Bild nicht mehr verfügbar.

In Italien, wo in den letzten vier Jahren über eine halbe Million Bootsflüchtlinge angekommen sind, findet die Politik der Regierung Conte und Salvini breite Unterstützung.

Foto: REUTERS/Alessandro Bianchi

Im katholischen Italien ist gerade das letzte Tabu ins Wanken gekommen: Auch der Papst wird beschimpft. Nachdem Franziskus am Wochenende Solidarität für Migranten eingefordert hat, ist der Papst in sozialen Medien mit Kritik zugeschüttet worden. "Der redet wie ein muslimischer Imam", "Nimm die Flüchtlinge doch selber": Das waren noch die freundlichsten Postings.

In Italien, wo in den letzten vier Jahren über eine halbe Million Bootsflüchtlinge angekommen sind, findet die Politik der Regierung aus Lega und Cinque Stelle breite Unterstützung. Die Schließung der Häfen für Rettungsschiffe von ausländischen NGOs wird laut Umfragen von 58 bis 62 Prozent der Italiener unterstützt; bei den Wählern der Lega liegt die Zustimmung bei fast 90 Prozent.

Vorwurf der Verantwortungslosigkeit

Die Beliebtheit verdankt die neue Regierung in erster Linie Innenminister Matteo Salvini.
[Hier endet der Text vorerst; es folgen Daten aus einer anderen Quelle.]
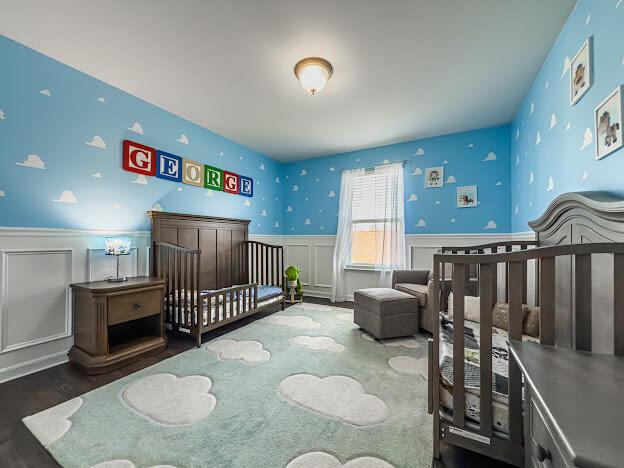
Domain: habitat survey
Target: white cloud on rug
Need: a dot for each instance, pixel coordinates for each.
(34, 161)
(232, 350)
(50, 425)
(409, 365)
(294, 321)
(170, 400)
(325, 460)
(318, 343)
(337, 397)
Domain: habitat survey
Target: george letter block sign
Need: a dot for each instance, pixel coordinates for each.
(139, 158)
(231, 182)
(192, 173)
(169, 166)
(214, 178)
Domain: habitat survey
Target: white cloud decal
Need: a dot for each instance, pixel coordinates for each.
(318, 343)
(50, 425)
(325, 460)
(553, 121)
(170, 400)
(337, 397)
(293, 321)
(66, 197)
(409, 365)
(566, 66)
(140, 180)
(551, 184)
(588, 138)
(34, 161)
(232, 350)
(97, 142)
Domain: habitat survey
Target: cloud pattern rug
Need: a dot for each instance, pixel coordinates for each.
(302, 388)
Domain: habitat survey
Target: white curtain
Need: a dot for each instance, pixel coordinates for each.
(371, 205)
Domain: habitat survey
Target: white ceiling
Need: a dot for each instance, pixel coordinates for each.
(403, 69)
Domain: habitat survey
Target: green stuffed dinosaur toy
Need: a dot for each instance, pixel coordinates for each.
(292, 274)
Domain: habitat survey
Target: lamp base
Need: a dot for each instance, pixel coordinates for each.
(119, 279)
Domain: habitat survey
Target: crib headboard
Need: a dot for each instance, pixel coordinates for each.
(221, 241)
(580, 218)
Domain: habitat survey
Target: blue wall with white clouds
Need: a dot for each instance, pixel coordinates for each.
(311, 187)
(49, 115)
(552, 155)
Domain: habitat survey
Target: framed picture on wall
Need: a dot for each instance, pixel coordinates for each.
(467, 196)
(434, 177)
(608, 123)
(581, 72)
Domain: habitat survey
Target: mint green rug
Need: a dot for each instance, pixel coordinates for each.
(300, 388)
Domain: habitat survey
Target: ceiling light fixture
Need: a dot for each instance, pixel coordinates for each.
(313, 73)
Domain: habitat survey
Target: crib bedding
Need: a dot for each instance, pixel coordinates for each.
(500, 368)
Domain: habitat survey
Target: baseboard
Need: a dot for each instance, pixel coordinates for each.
(29, 367)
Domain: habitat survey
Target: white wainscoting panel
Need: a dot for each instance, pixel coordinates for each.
(101, 266)
(35, 307)
(36, 269)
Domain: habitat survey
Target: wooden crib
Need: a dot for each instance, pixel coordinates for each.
(215, 275)
(574, 273)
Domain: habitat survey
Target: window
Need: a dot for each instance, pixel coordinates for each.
(374, 217)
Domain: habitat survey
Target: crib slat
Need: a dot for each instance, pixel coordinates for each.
(547, 300)
(582, 302)
(459, 401)
(515, 333)
(486, 271)
(618, 304)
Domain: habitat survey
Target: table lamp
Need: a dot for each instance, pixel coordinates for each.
(117, 246)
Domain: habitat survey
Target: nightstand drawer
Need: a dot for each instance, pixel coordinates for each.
(543, 450)
(131, 306)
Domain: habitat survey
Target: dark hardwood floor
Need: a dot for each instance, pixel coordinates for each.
(36, 392)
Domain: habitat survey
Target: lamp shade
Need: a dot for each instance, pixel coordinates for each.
(117, 245)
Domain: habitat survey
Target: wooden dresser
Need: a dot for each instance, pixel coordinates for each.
(117, 323)
(573, 406)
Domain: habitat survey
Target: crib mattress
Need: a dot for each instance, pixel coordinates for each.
(500, 371)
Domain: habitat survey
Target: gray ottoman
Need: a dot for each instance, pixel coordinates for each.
(386, 313)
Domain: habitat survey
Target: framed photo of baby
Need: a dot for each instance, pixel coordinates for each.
(608, 118)
(581, 72)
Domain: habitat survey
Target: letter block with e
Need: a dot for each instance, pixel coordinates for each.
(213, 178)
(139, 158)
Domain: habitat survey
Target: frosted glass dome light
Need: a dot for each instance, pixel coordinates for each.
(313, 73)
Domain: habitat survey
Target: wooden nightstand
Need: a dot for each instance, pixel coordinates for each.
(117, 323)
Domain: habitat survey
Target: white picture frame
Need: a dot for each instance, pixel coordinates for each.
(467, 196)
(582, 71)
(608, 123)
(434, 177)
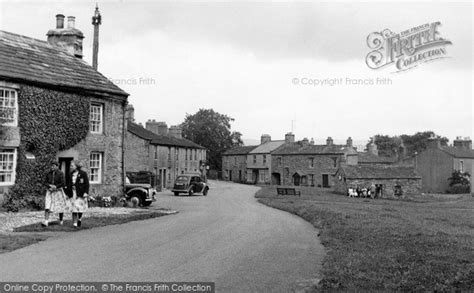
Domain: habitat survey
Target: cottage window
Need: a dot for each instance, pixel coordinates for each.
(95, 167)
(96, 118)
(8, 106)
(311, 162)
(7, 166)
(311, 179)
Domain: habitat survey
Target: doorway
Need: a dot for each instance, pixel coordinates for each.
(325, 180)
(65, 167)
(296, 179)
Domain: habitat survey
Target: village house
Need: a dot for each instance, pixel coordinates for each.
(305, 164)
(259, 161)
(162, 151)
(389, 181)
(436, 163)
(234, 163)
(56, 107)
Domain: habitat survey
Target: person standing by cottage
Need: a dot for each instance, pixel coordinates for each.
(55, 199)
(78, 190)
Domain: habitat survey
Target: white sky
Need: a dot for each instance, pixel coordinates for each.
(240, 58)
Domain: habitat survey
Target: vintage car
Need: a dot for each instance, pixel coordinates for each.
(144, 192)
(190, 184)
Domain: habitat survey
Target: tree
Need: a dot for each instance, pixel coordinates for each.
(387, 146)
(459, 178)
(211, 130)
(417, 142)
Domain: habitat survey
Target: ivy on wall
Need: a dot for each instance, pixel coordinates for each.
(49, 121)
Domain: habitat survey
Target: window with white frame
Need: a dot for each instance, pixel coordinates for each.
(8, 107)
(96, 118)
(95, 167)
(7, 166)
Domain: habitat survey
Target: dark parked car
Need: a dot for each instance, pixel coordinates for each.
(190, 184)
(144, 192)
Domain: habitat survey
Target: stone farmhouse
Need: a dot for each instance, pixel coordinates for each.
(437, 163)
(162, 151)
(303, 163)
(234, 163)
(57, 107)
(389, 181)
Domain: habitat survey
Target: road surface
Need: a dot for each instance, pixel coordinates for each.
(227, 237)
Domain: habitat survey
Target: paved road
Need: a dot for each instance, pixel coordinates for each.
(226, 237)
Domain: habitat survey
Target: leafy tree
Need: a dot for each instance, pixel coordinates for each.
(460, 178)
(417, 142)
(387, 146)
(213, 131)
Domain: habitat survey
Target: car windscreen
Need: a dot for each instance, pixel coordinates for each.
(182, 179)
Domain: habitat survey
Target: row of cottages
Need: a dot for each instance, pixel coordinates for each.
(162, 151)
(303, 163)
(54, 106)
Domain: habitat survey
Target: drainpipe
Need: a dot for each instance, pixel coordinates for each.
(124, 126)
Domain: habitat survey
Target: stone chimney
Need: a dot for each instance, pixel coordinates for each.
(162, 128)
(372, 148)
(130, 113)
(329, 141)
(463, 143)
(305, 141)
(69, 39)
(152, 126)
(289, 137)
(433, 143)
(265, 138)
(349, 142)
(176, 131)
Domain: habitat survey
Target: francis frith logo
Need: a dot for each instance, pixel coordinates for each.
(407, 49)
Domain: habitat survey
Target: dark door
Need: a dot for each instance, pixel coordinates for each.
(276, 179)
(325, 180)
(65, 166)
(296, 180)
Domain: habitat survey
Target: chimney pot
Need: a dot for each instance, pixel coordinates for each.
(59, 21)
(71, 21)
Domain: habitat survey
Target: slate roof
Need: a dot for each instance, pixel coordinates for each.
(299, 149)
(267, 147)
(242, 150)
(369, 158)
(160, 139)
(379, 172)
(31, 60)
(458, 152)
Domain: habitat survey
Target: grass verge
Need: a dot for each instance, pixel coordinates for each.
(423, 243)
(10, 241)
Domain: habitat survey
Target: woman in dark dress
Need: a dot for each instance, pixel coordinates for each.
(78, 190)
(55, 200)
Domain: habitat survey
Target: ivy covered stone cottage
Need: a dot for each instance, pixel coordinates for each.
(54, 106)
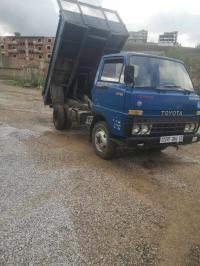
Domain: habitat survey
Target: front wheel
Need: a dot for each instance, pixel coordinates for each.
(103, 145)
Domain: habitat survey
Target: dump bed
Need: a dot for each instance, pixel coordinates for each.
(85, 33)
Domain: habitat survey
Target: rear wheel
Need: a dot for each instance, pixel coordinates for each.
(61, 117)
(103, 145)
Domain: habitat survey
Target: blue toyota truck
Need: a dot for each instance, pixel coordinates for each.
(130, 99)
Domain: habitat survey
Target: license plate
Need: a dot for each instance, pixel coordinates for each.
(171, 139)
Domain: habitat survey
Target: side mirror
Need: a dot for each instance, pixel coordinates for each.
(129, 74)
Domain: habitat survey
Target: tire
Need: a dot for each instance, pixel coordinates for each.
(59, 117)
(102, 144)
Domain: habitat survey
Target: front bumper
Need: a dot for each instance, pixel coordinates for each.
(151, 142)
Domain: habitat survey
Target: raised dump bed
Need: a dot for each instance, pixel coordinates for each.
(85, 33)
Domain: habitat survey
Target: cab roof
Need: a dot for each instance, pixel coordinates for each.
(129, 54)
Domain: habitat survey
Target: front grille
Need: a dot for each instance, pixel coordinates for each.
(161, 127)
(167, 129)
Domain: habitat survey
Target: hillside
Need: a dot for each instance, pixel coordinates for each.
(190, 56)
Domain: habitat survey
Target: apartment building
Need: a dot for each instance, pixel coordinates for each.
(138, 37)
(22, 50)
(168, 38)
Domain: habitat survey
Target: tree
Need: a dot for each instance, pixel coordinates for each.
(17, 34)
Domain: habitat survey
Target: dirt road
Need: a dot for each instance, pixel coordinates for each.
(62, 205)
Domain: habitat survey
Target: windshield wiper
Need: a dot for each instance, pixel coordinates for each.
(176, 87)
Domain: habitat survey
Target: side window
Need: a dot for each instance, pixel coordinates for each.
(112, 71)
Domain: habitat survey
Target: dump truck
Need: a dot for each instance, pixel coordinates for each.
(125, 99)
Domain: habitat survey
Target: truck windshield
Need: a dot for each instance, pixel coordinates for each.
(151, 72)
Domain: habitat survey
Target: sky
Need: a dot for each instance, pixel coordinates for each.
(40, 17)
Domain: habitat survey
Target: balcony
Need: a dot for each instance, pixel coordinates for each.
(13, 51)
(37, 51)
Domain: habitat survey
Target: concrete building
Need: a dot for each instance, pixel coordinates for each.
(23, 50)
(138, 36)
(168, 38)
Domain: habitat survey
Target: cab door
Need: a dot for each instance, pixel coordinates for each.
(109, 93)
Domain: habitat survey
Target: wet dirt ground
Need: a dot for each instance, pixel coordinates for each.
(62, 205)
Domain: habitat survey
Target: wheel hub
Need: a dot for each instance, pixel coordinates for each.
(101, 140)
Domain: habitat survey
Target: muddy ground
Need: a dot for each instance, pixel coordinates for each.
(62, 205)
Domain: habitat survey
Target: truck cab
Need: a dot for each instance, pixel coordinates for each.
(144, 101)
(129, 99)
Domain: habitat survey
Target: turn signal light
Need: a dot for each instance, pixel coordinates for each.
(135, 112)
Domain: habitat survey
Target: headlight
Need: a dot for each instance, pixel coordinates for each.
(141, 129)
(190, 127)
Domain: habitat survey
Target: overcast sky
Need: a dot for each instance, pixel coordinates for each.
(40, 17)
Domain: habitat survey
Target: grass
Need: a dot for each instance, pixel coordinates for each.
(28, 78)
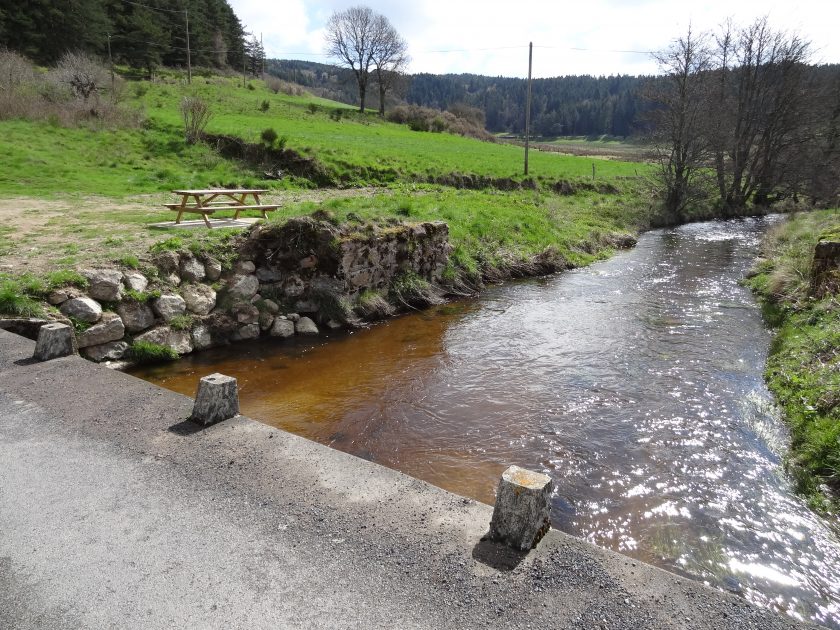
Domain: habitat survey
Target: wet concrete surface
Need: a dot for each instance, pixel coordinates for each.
(117, 512)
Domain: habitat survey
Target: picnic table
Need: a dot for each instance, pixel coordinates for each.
(208, 201)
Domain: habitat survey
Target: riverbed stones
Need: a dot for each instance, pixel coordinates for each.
(217, 399)
(199, 298)
(104, 285)
(169, 306)
(282, 328)
(135, 281)
(178, 340)
(192, 269)
(306, 327)
(521, 514)
(136, 316)
(212, 269)
(111, 351)
(84, 309)
(109, 328)
(54, 340)
(243, 287)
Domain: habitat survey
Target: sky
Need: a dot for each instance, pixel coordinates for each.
(490, 37)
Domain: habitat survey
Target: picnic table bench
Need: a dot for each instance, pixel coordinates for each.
(208, 201)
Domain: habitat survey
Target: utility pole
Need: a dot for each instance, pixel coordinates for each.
(111, 65)
(189, 61)
(528, 105)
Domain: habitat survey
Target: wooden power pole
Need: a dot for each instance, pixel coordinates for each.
(528, 106)
(189, 61)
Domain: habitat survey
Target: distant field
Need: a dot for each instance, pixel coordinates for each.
(359, 150)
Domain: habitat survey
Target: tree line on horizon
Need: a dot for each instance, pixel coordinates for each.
(144, 34)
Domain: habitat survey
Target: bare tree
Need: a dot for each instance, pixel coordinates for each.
(390, 57)
(361, 39)
(681, 119)
(760, 109)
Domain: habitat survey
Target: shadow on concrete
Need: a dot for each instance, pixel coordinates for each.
(497, 555)
(185, 428)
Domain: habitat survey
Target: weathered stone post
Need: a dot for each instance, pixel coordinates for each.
(54, 340)
(521, 515)
(217, 399)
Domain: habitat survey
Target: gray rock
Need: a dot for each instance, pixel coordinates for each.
(109, 328)
(271, 306)
(243, 287)
(168, 262)
(135, 281)
(59, 296)
(212, 269)
(178, 340)
(169, 306)
(201, 338)
(192, 269)
(522, 510)
(136, 316)
(306, 327)
(248, 331)
(266, 320)
(269, 274)
(54, 340)
(111, 351)
(217, 399)
(84, 309)
(245, 313)
(104, 284)
(200, 298)
(245, 267)
(282, 328)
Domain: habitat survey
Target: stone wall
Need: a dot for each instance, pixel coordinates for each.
(287, 280)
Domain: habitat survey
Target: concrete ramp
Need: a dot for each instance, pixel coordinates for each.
(117, 512)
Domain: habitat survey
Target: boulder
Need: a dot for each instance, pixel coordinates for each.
(111, 351)
(83, 308)
(201, 338)
(104, 285)
(266, 320)
(271, 306)
(282, 328)
(54, 340)
(109, 328)
(199, 298)
(192, 269)
(136, 316)
(135, 281)
(212, 269)
(245, 313)
(178, 340)
(243, 287)
(306, 327)
(169, 306)
(245, 267)
(248, 331)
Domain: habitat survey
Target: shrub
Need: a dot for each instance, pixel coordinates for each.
(268, 137)
(148, 352)
(196, 114)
Der Lega-Chef lässt keine Gelegenheit aus, Stimmung gegen die Flüchtlinge und die europäischen Partner zu machen. Wenn zum Beispiel Frankreichs Präsident Emanuel Macron der neuen italienischen Regierung im Zusammenhang mit der Abweisung des Rettungsschiffs Aquarius Verantwortungslosigkeit vorwirft, kontert Salvini dies damit, dass Frankreich an Italiens Grenze sogar schwangere Frauen zurückweist.

Die Fakten sprechen noch nicht für die neue Regierung Italiens: Neun von zehn Bootsflüchtlingen werden nicht von NGO-Schiffen gerettet, sondern von der italienischen Küstenwache, Marine und von Fracht- und Passagierschiffen. Die Geretteten werden dann nach Italien gebracht. So sind während der Odyssee der Aquarius über 2000 Flüchtlinge in sizilianischen und kalabrischen Häfen angekommen.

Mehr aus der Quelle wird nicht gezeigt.